HARD DRIVE LIMITED - Analysis Report

Company Number: 14717851

Analysis Date: 2025-07-20 18:25 UTC

  1. Credit Opinion:
    DECLINE. Hard Drive Limited demonstrates significant financial distress with negative net assets and working capital. The company’s liabilities far exceed its current assets, indicating poor liquidity and an inability to meet short-term obligations. Given the lack of trading history (incorporated in 2023) and no positive equity build-up, extending credit would pose a high risk.

  2. Financial Strength:
    The latest balance sheet (year ended 31 March 2024) shows total fixed assets of only £800 and current assets of £1,188 against current liabilities of £7,862, resulting in net current liabilities of £6,674 and net assets at negative £5,874. Shareholders' funds are negative, reflecting accumulated losses or initial capital deficits. The micro-entity status and single-employee operation suggest a very small scale start-up with limited financial buffer.

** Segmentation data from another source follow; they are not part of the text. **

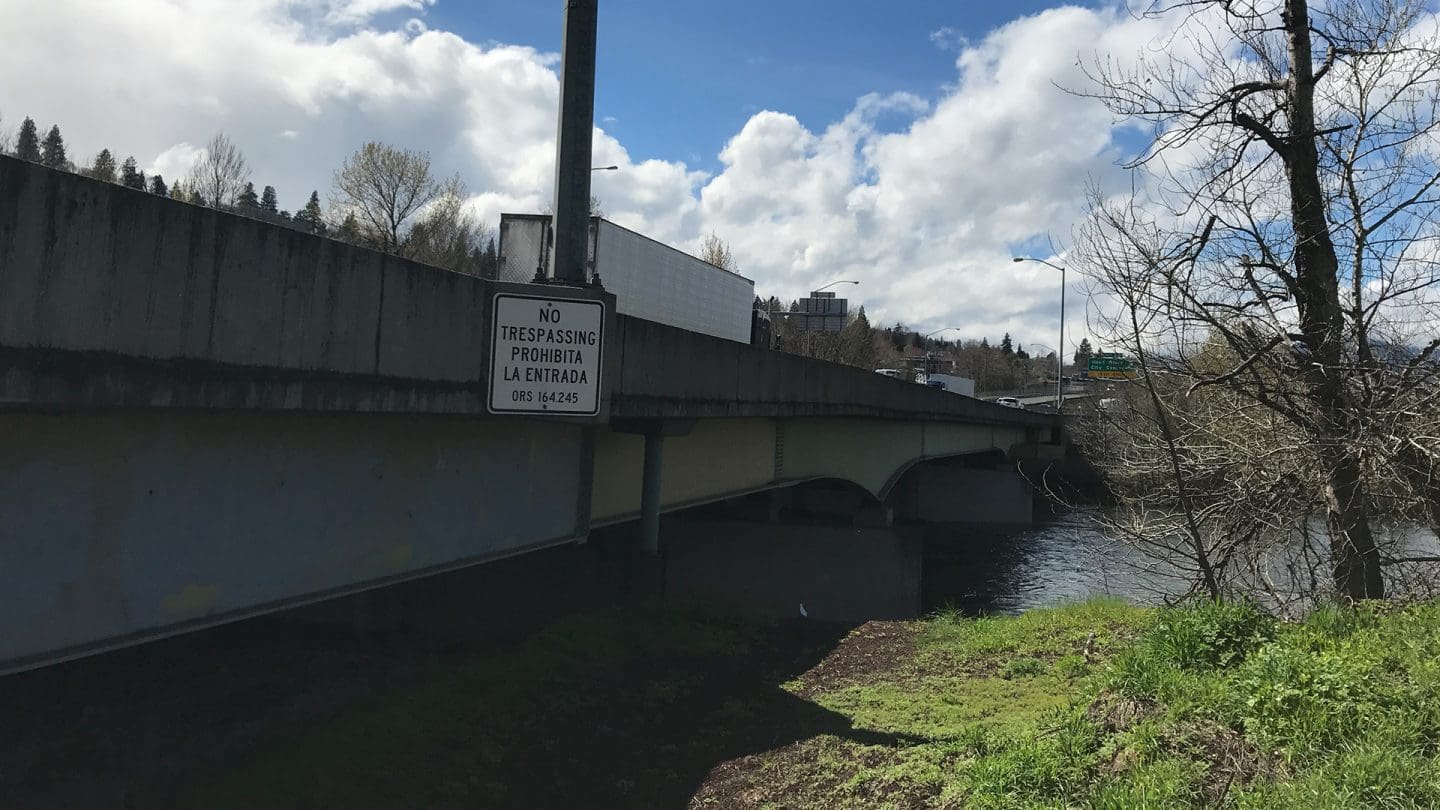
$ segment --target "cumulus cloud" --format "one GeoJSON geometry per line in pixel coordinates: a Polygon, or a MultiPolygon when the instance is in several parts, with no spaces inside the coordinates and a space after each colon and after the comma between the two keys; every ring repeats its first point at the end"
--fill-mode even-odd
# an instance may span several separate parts
{"type": "MultiPolygon", "coordinates": [[[[432,3],[10,0],[26,26],[0,35],[0,75],[27,79],[0,89],[0,111],[59,123],[76,160],[109,147],[167,177],[225,130],[291,209],[324,197],[367,140],[429,150],[491,222],[543,209],[556,55],[429,27],[416,14],[432,3]]],[[[621,170],[598,173],[595,193],[616,222],[677,246],[720,235],[760,294],[855,278],[851,298],[877,321],[1034,340],[1054,331],[1057,280],[1009,255],[1064,239],[1119,156],[1109,115],[1056,85],[1081,82],[1077,55],[1139,50],[1156,25],[1064,7],[975,42],[946,35],[956,75],[936,97],[865,95],[815,130],[756,111],[713,176],[596,128],[596,163],[621,170]]]]}

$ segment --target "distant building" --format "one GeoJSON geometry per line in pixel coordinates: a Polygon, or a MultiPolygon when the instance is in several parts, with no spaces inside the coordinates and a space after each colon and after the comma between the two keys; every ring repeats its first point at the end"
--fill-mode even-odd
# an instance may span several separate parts
{"type": "Polygon", "coordinates": [[[850,308],[847,298],[837,298],[834,293],[811,293],[808,298],[801,298],[799,327],[805,331],[840,331],[845,327],[845,314],[850,308]]]}

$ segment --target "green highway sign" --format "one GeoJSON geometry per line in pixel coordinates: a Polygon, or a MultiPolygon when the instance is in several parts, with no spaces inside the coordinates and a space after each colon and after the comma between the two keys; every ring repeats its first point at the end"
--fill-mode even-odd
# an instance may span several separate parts
{"type": "Polygon", "coordinates": [[[1130,360],[1117,355],[1102,352],[1099,355],[1090,355],[1090,363],[1086,369],[1087,375],[1100,379],[1133,379],[1135,366],[1130,360]]]}

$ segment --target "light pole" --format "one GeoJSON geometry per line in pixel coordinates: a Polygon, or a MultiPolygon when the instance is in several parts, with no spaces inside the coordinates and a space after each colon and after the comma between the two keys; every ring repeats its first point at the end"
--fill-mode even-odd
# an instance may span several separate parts
{"type": "Polygon", "coordinates": [[[1056,414],[1060,412],[1061,405],[1066,402],[1064,395],[1064,378],[1066,378],[1066,268],[1058,264],[1050,264],[1045,259],[1035,259],[1030,257],[1015,257],[1011,261],[1034,261],[1045,267],[1053,267],[1060,271],[1060,349],[1056,352],[1056,414]]]}

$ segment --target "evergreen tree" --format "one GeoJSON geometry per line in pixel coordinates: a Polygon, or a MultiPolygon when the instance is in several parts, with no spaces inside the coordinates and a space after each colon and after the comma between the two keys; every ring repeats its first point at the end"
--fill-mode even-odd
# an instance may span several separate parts
{"type": "Polygon", "coordinates": [[[500,277],[500,249],[495,246],[495,238],[491,236],[490,242],[485,244],[485,261],[484,261],[484,275],[485,278],[500,277]]]}
{"type": "Polygon", "coordinates": [[[127,189],[145,190],[145,173],[135,166],[134,157],[127,157],[125,163],[120,164],[120,184],[127,189]]]}
{"type": "Polygon", "coordinates": [[[50,127],[50,131],[45,134],[45,140],[40,141],[40,163],[50,169],[62,170],[71,163],[65,159],[65,138],[60,137],[59,124],[50,127]]]}
{"type": "Polygon", "coordinates": [[[259,196],[255,195],[255,183],[245,183],[245,189],[235,197],[235,208],[245,213],[255,213],[261,208],[259,196]]]}
{"type": "Polygon", "coordinates": [[[20,137],[14,143],[14,156],[30,163],[40,161],[40,135],[35,131],[35,118],[29,115],[20,124],[20,137]]]}
{"type": "Polygon", "coordinates": [[[360,221],[356,219],[356,213],[351,210],[346,215],[346,219],[340,223],[340,229],[336,232],[336,238],[344,239],[351,245],[360,244],[360,221]]]}
{"type": "Polygon", "coordinates": [[[295,225],[304,231],[310,231],[311,233],[325,232],[325,221],[320,210],[318,192],[310,192],[310,202],[305,203],[305,208],[295,212],[295,225]]]}
{"type": "Polygon", "coordinates": [[[114,183],[115,156],[112,156],[108,148],[99,150],[99,154],[95,156],[95,160],[91,163],[89,170],[85,173],[89,174],[91,177],[95,177],[96,180],[114,183]]]}

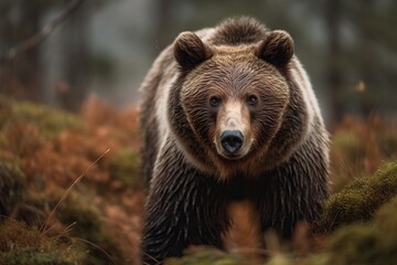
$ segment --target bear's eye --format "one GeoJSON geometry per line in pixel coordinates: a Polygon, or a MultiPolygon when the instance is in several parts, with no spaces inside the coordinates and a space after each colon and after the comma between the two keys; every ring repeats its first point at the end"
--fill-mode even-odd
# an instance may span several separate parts
{"type": "Polygon", "coordinates": [[[217,96],[212,96],[211,98],[210,98],[210,104],[211,104],[211,106],[213,106],[213,107],[217,107],[217,106],[219,106],[221,105],[221,98],[219,97],[217,97],[217,96]]]}
{"type": "Polygon", "coordinates": [[[258,97],[256,95],[249,95],[247,98],[247,104],[255,106],[258,103],[258,97]]]}

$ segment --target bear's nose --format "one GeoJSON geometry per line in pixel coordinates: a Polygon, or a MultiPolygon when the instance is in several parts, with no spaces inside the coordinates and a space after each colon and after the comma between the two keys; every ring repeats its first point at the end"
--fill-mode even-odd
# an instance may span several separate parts
{"type": "Polygon", "coordinates": [[[239,130],[225,130],[221,136],[223,148],[234,155],[243,146],[244,136],[239,130]]]}

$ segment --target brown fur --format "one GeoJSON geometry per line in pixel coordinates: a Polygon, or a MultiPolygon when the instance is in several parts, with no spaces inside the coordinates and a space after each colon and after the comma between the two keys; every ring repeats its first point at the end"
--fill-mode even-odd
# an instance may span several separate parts
{"type": "Polygon", "coordinates": [[[190,244],[222,247],[234,200],[250,201],[261,232],[285,237],[319,214],[328,134],[287,32],[244,18],[181,33],[141,89],[146,263],[190,244]],[[227,129],[244,136],[233,157],[221,142],[227,129]]]}

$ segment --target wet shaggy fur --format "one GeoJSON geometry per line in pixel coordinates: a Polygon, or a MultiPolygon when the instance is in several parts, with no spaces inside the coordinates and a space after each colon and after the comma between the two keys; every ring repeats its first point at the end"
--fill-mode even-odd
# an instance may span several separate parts
{"type": "Polygon", "coordinates": [[[321,212],[328,132],[287,32],[243,18],[181,33],[141,92],[144,264],[179,256],[191,244],[222,248],[236,200],[250,201],[261,232],[275,229],[285,239],[321,212]],[[238,158],[217,145],[223,128],[235,126],[230,112],[250,139],[238,158]]]}

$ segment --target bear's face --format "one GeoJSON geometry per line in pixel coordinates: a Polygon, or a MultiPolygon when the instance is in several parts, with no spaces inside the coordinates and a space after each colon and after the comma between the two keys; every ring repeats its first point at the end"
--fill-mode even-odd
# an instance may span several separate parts
{"type": "Polygon", "coordinates": [[[185,74],[181,105],[221,174],[266,156],[289,103],[290,88],[280,70],[292,53],[292,41],[281,31],[238,46],[208,46],[191,32],[176,39],[174,54],[185,74]]]}

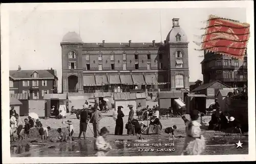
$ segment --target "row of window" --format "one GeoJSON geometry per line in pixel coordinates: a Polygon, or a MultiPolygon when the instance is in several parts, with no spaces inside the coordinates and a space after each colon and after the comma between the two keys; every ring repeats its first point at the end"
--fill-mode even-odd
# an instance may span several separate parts
{"type": "MultiPolygon", "coordinates": [[[[42,97],[45,96],[45,94],[49,94],[49,90],[41,90],[40,92],[41,92],[41,94],[42,97]]],[[[22,93],[28,93],[29,96],[30,96],[30,93],[29,90],[23,90],[22,91],[22,93]]],[[[32,91],[32,95],[33,95],[33,99],[39,99],[39,91],[32,91]]]]}
{"type": "MultiPolygon", "coordinates": [[[[10,81],[12,81],[10,80],[10,81]]],[[[23,81],[23,87],[29,87],[29,81],[28,80],[24,80],[23,81]]],[[[10,82],[11,84],[11,82],[10,82]]],[[[10,87],[13,87],[13,81],[12,83],[12,87],[11,87],[11,85],[10,85],[10,87]]],[[[38,87],[39,86],[39,81],[38,80],[32,80],[32,86],[33,87],[38,87]]],[[[46,87],[47,86],[47,80],[42,80],[42,86],[46,87]]]]}

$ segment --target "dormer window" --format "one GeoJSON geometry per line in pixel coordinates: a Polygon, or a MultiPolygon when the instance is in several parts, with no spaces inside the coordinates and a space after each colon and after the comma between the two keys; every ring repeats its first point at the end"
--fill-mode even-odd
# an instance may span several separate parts
{"type": "Polygon", "coordinates": [[[36,71],[33,72],[32,77],[34,78],[38,77],[38,73],[36,71]]]}
{"type": "Polygon", "coordinates": [[[73,50],[69,52],[69,59],[76,59],[76,53],[73,50]]]}
{"type": "Polygon", "coordinates": [[[182,51],[181,50],[177,50],[175,52],[175,58],[182,58],[183,54],[182,54],[182,51]]]}
{"type": "Polygon", "coordinates": [[[179,41],[181,41],[181,36],[179,34],[179,33],[178,33],[178,34],[176,35],[176,36],[175,36],[175,37],[176,37],[176,41],[177,42],[179,42],[179,41]]]}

  3. Cash Flow Assessment:
    With current liabilities exceeding current assets by a large margin, the company likely faces severe liquidity constraints. The negative working capital position indicates an inability to cover short-term debts without additional financing or capital injection. There is no evidence of cash reserves or positive operational cash flows at this early stage, which heightens the risk of payment default.

  4. Monitoring Points:

  • Improvement in net current assets and positive movement towards positive equity.
  • Evidence of revenue generation and profitability in subsequent accounts.
  • Timely payment of liabilities and supplier settlements to avoid insolvency risk.
  • Capital injections or shareholder loans that strengthen the balance sheet.
  • Director’s ability to manage financial risks and operational growth, given sole control.